How to Help Your Kid Develop a Positive Self-Image

Kids have it pretty hard these days, there's pressure at younger ages to look a certain way. With the obesity rates at 20.5%, and overweight at 34.5% in 2011-2012 based on National Health and Nutrition Examination Survey (NHANES) data, what's a parent to do in order to prevent negative self image? Reality is, a negative self perception is likely only serves to further promote weight gain, more negative self image, and more weight's a vicious cycle.

There is a positive here, folks. research demonstrates that parents who foster a positive attitude, and actively show their children qualities of resilience and optimism make dramatic differences in promoting a healthy lifestyle that, literally, continues into adulthood.

Consider these tips to foster optimism and resistance in your kid. It will not only help him or her mentally and emotionally feel better, it will also keep your kid on track to have a long healthy life.

1) Encourage your children to go outside and participate in group activities.

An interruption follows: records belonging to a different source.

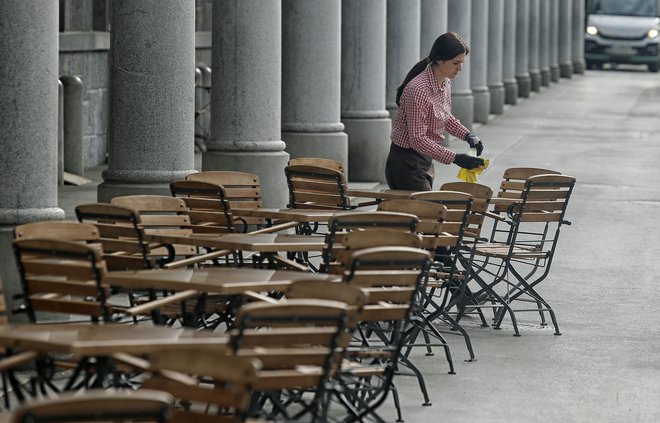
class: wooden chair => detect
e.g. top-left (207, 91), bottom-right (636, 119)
top-left (230, 299), bottom-right (354, 422)
top-left (468, 173), bottom-right (575, 336)
top-left (333, 247), bottom-right (432, 421)
top-left (9, 389), bottom-right (174, 423)
top-left (142, 349), bottom-right (261, 423)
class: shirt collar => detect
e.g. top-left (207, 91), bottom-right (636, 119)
top-left (424, 64), bottom-right (447, 94)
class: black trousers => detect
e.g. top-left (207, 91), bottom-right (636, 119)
top-left (385, 144), bottom-right (435, 191)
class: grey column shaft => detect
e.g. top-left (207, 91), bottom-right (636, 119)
top-left (549, 0), bottom-right (559, 82)
top-left (0, 0), bottom-right (64, 322)
top-left (469, 0), bottom-right (490, 123)
top-left (502, 0), bottom-right (518, 104)
top-left (98, 0), bottom-right (195, 201)
top-left (539, 0), bottom-right (552, 87)
top-left (529, 0), bottom-right (541, 92)
top-left (559, 0), bottom-right (573, 78)
top-left (419, 0), bottom-right (447, 57)
top-left (282, 0), bottom-right (348, 171)
top-left (488, 0), bottom-right (504, 115)
top-left (341, 0), bottom-right (392, 181)
top-left (385, 0), bottom-right (420, 118)
top-left (571, 0), bottom-right (587, 74)
top-left (447, 0), bottom-right (474, 130)
top-left (202, 0), bottom-right (289, 207)
top-left (516, 0), bottom-right (532, 98)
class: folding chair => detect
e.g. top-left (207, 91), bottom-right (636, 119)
top-left (467, 173), bottom-right (575, 336)
top-left (143, 349), bottom-right (261, 423)
top-left (10, 389), bottom-right (174, 423)
top-left (230, 299), bottom-right (354, 421)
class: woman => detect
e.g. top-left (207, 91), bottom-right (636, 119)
top-left (385, 32), bottom-right (484, 191)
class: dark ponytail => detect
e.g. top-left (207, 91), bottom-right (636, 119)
top-left (396, 32), bottom-right (470, 106)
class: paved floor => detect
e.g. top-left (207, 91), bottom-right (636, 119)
top-left (60, 68), bottom-right (660, 423)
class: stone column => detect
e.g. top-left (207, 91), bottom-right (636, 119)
top-left (516, 0), bottom-right (532, 98)
top-left (341, 0), bottom-right (392, 181)
top-left (447, 0), bottom-right (474, 129)
top-left (559, 0), bottom-right (573, 78)
top-left (502, 0), bottom-right (518, 104)
top-left (488, 0), bottom-right (504, 115)
top-left (539, 0), bottom-right (552, 87)
top-left (549, 0), bottom-right (559, 82)
top-left (571, 0), bottom-right (587, 74)
top-left (529, 0), bottom-right (541, 92)
top-left (282, 0), bottom-right (348, 172)
top-left (202, 0), bottom-right (288, 207)
top-left (468, 0), bottom-right (490, 123)
top-left (98, 0), bottom-right (195, 202)
top-left (419, 0), bottom-right (447, 57)
top-left (0, 0), bottom-right (64, 321)
top-left (385, 0), bottom-right (420, 119)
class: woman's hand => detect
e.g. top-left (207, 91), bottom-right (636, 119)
top-left (454, 154), bottom-right (484, 169)
top-left (465, 132), bottom-right (484, 156)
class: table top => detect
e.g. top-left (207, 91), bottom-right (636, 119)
top-left (145, 233), bottom-right (325, 253)
top-left (104, 267), bottom-right (338, 295)
top-left (0, 323), bottom-right (228, 356)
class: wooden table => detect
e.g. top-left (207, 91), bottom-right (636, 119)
top-left (104, 267), bottom-right (338, 295)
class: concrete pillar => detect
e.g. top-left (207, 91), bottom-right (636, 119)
top-left (516, 0), bottom-right (532, 98)
top-left (282, 0), bottom-right (348, 169)
top-left (539, 0), bottom-right (552, 87)
top-left (98, 0), bottom-right (195, 202)
top-left (469, 0), bottom-right (490, 123)
top-left (0, 0), bottom-right (64, 321)
top-left (559, 0), bottom-right (573, 78)
top-left (385, 0), bottom-right (420, 118)
top-left (202, 0), bottom-right (288, 207)
top-left (60, 75), bottom-right (85, 176)
top-left (529, 0), bottom-right (541, 92)
top-left (447, 0), bottom-right (474, 129)
top-left (548, 0), bottom-right (559, 82)
top-left (571, 0), bottom-right (587, 75)
top-left (341, 0), bottom-right (390, 181)
top-left (488, 0), bottom-right (504, 115)
top-left (502, 0), bottom-right (518, 104)
top-left (422, 0), bottom-right (447, 56)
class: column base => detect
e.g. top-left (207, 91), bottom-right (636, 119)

Kids these days are more prone to staying inside. We can thanks computers, TV, ipads and cell phone for this one. BUT, as a parent you do have some clout here. Take your kids outside, play in the grass and engage with your kids to show them how to interact with others. Kids who are more social are better equipped to deal with life stressors.

2) Have upbeat conversations about the future.

Assume your kid is going to make a difference, let them know you believe in them. Kids who are raised believing they're capable will be so.

3) Be a role model of perseverance.

Be sure to your kid hears and sees you working through life's difficulties. Demonstrate how you can handle it! Kids who see their parents work though difficult times, learn how to work through their own difficulties.

4) Laugh together, a lot.

Families that can joke, laugh, and lighten up their day with humor can prevent negativity and tension.

5) Believe in your kid.

I know it's obvious, right? But so easily to forget showing it. Assure your kid that you are on their side, that you expect him or her to be the best person they can be and not perfect.